Pro-democracy and pro-dignity protests, into their 17th day, have now spread to Egypt's rubber-stamp parliament as well and joined by workers from many sectors, including textile, steel, hospital and docks at the Suez Canal.
February 10, 2011 - 0900 DST
Pro-democracy and pro-dignity protests, into their 17th day, have now spread to Egypt's rubber-stamp parliament as well and joined by workers from many sectors, including textile, steel, hospital and docks at the Suez Canal. On February 9, demonstrators blocked entrance to parliament (People's Assembly) saying it was an illegitimate body since the Mubarak regime had massively rigged last November-December parliamentary elections.
Mubarak's ruling party, the National Democratic Party (NDP) claimed to have won 480 seats out of a total of 518. One wonders where are the regime's supporters that claims to have enjoyed such massive popular support only a few weeks earlier.
Mubarak's henchmen, meanwhile threatened that a military coup would take place unless the protesters abandoned their protests and went home. Both vice president Omar Suleiman, a former general and until January 29 the country's dreaded intelligence chief, and Foreign Minister Aboul Gheit warned in separate interviews that unless the demonstrators entered a "dialogue" with the government, the army would take over.

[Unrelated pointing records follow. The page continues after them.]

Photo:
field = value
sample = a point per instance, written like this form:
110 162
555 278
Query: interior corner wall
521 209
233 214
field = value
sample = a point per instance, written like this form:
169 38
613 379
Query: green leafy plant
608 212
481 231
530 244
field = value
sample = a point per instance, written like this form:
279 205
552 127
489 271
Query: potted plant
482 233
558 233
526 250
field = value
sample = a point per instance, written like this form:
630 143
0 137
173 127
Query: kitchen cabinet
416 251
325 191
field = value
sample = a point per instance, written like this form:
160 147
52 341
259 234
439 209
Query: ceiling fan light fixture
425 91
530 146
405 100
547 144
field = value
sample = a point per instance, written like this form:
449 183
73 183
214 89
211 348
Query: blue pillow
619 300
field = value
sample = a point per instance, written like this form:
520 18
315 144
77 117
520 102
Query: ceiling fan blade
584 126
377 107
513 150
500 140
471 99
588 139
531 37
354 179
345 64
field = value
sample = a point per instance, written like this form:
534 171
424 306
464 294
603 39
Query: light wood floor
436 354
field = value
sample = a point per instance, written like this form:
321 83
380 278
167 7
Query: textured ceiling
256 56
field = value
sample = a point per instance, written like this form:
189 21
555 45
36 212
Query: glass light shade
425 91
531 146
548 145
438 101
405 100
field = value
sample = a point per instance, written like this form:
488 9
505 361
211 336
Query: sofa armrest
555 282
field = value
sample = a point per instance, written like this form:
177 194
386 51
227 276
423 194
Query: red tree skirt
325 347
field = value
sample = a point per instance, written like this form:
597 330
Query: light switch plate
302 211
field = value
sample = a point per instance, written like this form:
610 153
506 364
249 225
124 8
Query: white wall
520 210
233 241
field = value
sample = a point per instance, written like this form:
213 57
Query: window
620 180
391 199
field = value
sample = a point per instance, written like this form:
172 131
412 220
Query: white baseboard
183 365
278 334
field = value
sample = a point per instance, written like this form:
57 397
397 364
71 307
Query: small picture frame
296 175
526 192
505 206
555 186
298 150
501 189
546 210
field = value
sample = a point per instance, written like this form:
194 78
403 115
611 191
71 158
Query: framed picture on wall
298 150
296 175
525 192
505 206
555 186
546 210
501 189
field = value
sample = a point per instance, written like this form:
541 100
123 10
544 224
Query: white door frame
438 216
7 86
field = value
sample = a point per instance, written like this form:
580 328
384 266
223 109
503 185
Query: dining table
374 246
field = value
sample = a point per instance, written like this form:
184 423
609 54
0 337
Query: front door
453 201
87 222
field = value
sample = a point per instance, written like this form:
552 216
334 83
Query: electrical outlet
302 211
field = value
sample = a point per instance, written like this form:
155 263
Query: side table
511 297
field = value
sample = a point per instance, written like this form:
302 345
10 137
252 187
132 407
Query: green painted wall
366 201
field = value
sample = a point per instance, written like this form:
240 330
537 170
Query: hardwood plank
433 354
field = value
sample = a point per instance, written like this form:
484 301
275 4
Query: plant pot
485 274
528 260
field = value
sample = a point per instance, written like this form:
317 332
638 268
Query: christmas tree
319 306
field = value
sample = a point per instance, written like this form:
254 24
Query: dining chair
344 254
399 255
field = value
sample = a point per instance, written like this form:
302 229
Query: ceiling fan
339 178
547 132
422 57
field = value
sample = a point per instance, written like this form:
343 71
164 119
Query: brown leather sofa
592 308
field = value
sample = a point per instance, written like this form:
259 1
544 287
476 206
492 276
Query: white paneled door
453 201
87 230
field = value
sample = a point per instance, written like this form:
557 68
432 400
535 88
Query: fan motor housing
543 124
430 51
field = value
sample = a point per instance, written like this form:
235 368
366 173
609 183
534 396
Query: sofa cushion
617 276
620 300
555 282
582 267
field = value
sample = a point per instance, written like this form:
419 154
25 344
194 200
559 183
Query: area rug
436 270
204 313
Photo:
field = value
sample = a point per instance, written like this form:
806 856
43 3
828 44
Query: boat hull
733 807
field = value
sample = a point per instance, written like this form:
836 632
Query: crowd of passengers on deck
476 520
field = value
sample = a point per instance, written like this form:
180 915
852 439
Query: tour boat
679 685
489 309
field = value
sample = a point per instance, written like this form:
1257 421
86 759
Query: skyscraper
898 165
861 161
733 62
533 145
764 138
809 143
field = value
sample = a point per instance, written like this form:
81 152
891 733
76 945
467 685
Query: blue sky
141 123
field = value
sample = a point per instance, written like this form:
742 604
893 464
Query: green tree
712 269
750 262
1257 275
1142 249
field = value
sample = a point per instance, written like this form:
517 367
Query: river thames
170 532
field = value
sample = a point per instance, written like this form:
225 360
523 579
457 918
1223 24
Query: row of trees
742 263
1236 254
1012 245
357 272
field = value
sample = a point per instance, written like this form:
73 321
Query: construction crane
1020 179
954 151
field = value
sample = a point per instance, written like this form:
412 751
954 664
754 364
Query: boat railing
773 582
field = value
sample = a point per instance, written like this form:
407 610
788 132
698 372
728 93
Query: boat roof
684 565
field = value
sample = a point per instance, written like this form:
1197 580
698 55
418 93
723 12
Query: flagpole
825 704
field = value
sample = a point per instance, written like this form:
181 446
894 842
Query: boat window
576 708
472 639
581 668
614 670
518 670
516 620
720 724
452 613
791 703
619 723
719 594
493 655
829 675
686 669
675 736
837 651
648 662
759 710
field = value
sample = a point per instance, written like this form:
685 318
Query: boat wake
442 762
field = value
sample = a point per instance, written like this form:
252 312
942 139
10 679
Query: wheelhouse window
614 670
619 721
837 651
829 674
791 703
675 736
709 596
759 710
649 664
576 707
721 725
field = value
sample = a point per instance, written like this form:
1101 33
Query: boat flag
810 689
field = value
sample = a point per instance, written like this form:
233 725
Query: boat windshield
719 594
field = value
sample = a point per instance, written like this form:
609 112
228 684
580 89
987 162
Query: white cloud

Suleiman even threatened use of "police tools" unless the demonstrators behaved. He has also claimed the people of Egypt were not ready for democracy. One wonders what Suleiman means by police tools when the regime has used its shock troops, referred to as riot police, that have murdered more than 300 peaceful protesters and bloodied thousands of others during 17 days of protests.
Another day of massive protests has been called for Friday after Juma Salat on February 11. The pattern has now become clear: there are massive rallies every Tuesday and Friday. Last Tuesday's rally was the largest ever despite street blockades by the military.
A pattern has emerged in the way protests are organized. People arrive in Tahrir Square after work and spend the night there. They include men, young and old, and women and children. Tahrir Square is gradually taking the look of a tent city. There are also huge posters of those martyred by the riot police.
Despite massive food shortages--people have not been paid in weeks and food is running short--the people's spirits have not been dampened. With each passing day, their determination grows stronger; their demand remains unchanged: Mubarak must go, and NOW. They are not prepared to wait until September, the date announced by Mubarak when he would step down.
Mubarak's fellow Arab dictators zionist supporters have also stepped up their efforts to save his teetering regime. On February 9, Israeli defence minister Ehud Barak arrived in Washington DC to urge the Americans not to press for Mubarak's departure. Barak (no relation of US President Barack Obama but clearly the American's boss!) need not worry. The Americans have been speaking from both sides of their mouths for weeks. They are also in close touch with the Egyptian military to make sure the freedom-seeking people do not succeed.
The zionists, however, are taking no chances. Israeli sharp shooters are already involved in massive crimes against the protesters. They are shooting and killing the demonstrators using telescope-mounted high velocity rifles hundreds of thousands of which were shipped to Egypt only last week.
The showdown in Cairo and other cities of Egypt is heading towards a climax. The people are determined not to give up.